Our results support a new perspective on the evolution of colour traits, where selection may be acting to maintain a balance between the different components affecting the display (Grether et al., 2005; Svensson & Wong, 2011). On one hand, different selective pressures may affect different components of an ornamental trait, and those may thus evolve independently (e.g. feather length and carotenoid incorporation). On the other hand, different selective pressures may similarly affect different components, potentially leading to the incorrect conclusion that one selective pressure may be at the origin of their evolution. For example, in several species sexual selection has been suggested to favour individuals with yellower plumages since yellowness provides information about health status, body condition or parental quality (Dufva & Allander, 1995; McGraw & Ardia, 2003), and at the same time, selection for longer feathers provides an advantage in natural selection due to improved insulation/thermoregulation, which may indirectly lead to increased feather overlap, and thus, yellowness.
In conclusion, we show that inferring evolutionary explanations using only one component can lead to simplistic or inaccurate conclusions. Using an integrative approach, we provided the first experimental evidence for condition dependency of both, pigmentary and structural features of plumage colouration of great tits, and the existence of different, independent pathways shaping colour elaboration of carotenoid-based colouration, revealing a previously ignored level of complexity of colour composite traits. The condition-dependent nature of several of their components may favour the evolution of multiple-component signals. The existence of different condition-dependent mechanisms that independently affected colour elaboration may provide an explanation why different fitness optima may exist, why selection may not deplete genetic variance, and it may explain inconsistency among studies.

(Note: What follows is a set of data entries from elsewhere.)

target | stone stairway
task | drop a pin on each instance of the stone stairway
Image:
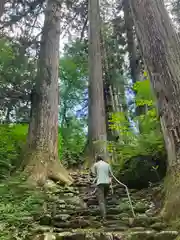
(73, 219)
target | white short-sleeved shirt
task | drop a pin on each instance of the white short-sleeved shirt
(102, 171)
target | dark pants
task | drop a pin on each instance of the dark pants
(102, 192)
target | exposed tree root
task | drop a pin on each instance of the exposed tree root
(41, 167)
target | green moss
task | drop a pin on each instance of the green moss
(171, 210)
(18, 204)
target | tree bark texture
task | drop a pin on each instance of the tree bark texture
(2, 6)
(160, 48)
(41, 162)
(97, 118)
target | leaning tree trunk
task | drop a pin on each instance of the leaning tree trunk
(42, 161)
(97, 120)
(161, 52)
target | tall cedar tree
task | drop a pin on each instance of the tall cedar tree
(97, 121)
(42, 162)
(160, 48)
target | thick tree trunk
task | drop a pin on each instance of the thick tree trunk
(42, 160)
(97, 120)
(161, 52)
(2, 5)
(135, 67)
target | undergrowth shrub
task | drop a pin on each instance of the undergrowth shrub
(18, 204)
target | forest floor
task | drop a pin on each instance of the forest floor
(72, 213)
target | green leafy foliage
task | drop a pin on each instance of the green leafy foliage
(72, 140)
(12, 139)
(18, 204)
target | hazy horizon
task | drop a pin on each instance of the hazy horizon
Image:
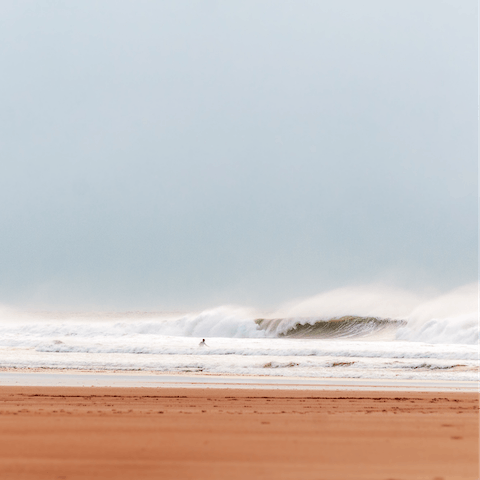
(159, 156)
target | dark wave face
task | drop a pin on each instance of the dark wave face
(343, 327)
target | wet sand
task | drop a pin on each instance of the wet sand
(209, 433)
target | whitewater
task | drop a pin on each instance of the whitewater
(363, 332)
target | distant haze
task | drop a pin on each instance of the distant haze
(175, 155)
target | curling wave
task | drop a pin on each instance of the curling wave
(344, 327)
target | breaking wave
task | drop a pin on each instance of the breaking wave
(343, 327)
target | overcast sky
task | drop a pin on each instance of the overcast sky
(180, 154)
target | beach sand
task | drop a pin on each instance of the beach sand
(210, 433)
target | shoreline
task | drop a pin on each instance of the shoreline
(151, 379)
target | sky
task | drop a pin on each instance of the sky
(174, 155)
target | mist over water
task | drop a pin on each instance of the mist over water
(358, 332)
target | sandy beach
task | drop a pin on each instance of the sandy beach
(210, 433)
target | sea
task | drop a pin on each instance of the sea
(350, 333)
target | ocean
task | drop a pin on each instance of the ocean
(349, 337)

We thank Hoffmann–La Roche, Basel, for kindly providing carotenoids, K. Bernhard and A. Giger for their helpful advice and discussion, J.-D. Charrière and P. Fluri for providing bee larvae, and M. Walker for discussion on the experimental design.
C.R.D was supported by the FPU programme of the Spanish Ministry of Education. The experiment was financially supported by the Swiss National Science Foundation (grant 31-53956.98 to H.R.; grant PPOOP3_128375 to P.S.F) and conducted under a licence provided by the Ethical Committee of the Office of Agriculture of the Canton of Bern, Switzerland.